According to the lender, there have been four waves of debt accumulation over the last 50 years and the current wave, which started in 2010, is thought to be the largest, fastest, and most broad-based increase in global borrowing since the 70s.
Though interest rates are at low levels but they can only provide a precarious protection against financial crises, the report points out.
The first three waves of global debt accumulation ran from 1970-1989, 1990-2001 and 2002-2009, said the World Bank, adding that the fourth wave is similar to the previous three in terms of a changing global financial landscape, mounting vulnerabilities and concerns about inefficient use of borrowed funds.
“The history of past waves of debt accumulation shows that these waves tend to have unhappy endings.
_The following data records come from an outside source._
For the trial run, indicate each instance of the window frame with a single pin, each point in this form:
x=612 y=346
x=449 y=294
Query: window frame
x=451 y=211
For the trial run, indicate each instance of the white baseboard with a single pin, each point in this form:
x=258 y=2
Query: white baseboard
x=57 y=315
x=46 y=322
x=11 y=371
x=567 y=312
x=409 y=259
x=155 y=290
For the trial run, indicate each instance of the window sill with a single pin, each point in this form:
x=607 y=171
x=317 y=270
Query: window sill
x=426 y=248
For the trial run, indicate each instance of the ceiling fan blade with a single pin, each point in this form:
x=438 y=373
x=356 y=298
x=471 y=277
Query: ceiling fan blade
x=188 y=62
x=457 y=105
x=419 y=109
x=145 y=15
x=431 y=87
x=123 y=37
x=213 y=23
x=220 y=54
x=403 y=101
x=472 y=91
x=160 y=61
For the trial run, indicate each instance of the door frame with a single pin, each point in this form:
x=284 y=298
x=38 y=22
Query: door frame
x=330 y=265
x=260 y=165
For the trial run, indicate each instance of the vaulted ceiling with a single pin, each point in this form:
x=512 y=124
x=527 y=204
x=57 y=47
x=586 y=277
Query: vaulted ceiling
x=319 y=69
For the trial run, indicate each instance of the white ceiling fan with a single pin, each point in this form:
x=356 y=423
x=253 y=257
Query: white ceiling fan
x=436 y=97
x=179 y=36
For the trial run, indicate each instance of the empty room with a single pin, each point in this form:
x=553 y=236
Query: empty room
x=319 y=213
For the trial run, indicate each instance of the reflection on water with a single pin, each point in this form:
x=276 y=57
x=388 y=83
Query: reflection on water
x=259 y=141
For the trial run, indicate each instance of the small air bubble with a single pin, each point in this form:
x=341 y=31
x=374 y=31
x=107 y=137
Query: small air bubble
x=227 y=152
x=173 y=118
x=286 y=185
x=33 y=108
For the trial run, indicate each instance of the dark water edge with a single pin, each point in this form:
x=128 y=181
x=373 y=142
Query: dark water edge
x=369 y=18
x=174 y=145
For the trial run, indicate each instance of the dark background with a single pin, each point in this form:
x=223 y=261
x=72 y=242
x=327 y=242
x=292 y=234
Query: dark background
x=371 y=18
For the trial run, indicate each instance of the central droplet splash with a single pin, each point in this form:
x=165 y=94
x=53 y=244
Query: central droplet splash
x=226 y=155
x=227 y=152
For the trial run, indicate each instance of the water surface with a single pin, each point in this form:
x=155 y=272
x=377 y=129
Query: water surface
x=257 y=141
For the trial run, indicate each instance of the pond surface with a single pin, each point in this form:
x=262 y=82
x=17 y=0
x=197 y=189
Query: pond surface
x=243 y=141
In a fragile global environment, policy improvements are critical to minimise the risks associated with the current debt wave,” the report says.
Global debt rose to a record high of about 230% of GDP in 2018, according to the World Bank.
Despite the warning, the World Bank revised its global economic growth forecast upward to 2.5% in 2020 from its previous projection of 2.4%.
The lender said downward risks are likely to persist despite it upward revision of the growth forecast.
“With growth in emerging and developing economies likely to remain slow, policymakers should seize the opportunity to undertake structural reforms that boost broad-based growth, which is essential to poverty reduction,” Ceyla Pazarbasioglu, vice president for Equitable Growth, Finance and Institutions, points out in the report.
To achieve sustained growth, the World Banks advised countries to improve business climate, the rule of law, debt management, and productivity.